Las linternas la encontraron y, muy pronto, los hombres de la orilla dejarían de buscarlo. Asomó la cara a la superficie para respirar. El pasamontañas negro y mojado se adhería a su cara como una telaraña, pero no se atrevió a quitárselo.
La corriente lo arrastraba. Vio a los hombres bajar el terraplén torpemente, sombras estúpidas y resbaladizas que bailaban a la luz. Sonrió, complacido consigo mismo. La agente especial O'Dell detestaría que la rescataran. ¿La asombraría saber cuánto sabía de ella? De aquella mujer maligna que creía ser su Némesis. ¿Realmente esperaba escarbar en su cerebro sin que él la correspondiera con el mismo servicio? Por fin, un adversario digno para mantenerlo alerta, no como aquellos pueblerinos.
Algo flotaba a su lado, pequeño y negro.

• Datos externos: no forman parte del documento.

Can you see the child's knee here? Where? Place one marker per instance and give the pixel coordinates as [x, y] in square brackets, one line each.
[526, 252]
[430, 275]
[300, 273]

Sintió un aleteo de pánico en el estómago hasta que advirtió que no estaba vivo. Atrapó el objeto de plástico duro. Se abrió, y se encendió una luz que lo sobresaltó. Era un teléfono móvil. ¡Qué pena que se echara a perder! Se lo guardó en el bolsillo de los pantalones.
Maniobró para acercarse a la orilla. En cuestión de segundos, encontró la marca. Se aferró a la rama torcida que colgaba sobre el agua; crujió bajo su peso, pero no se resquebrajó.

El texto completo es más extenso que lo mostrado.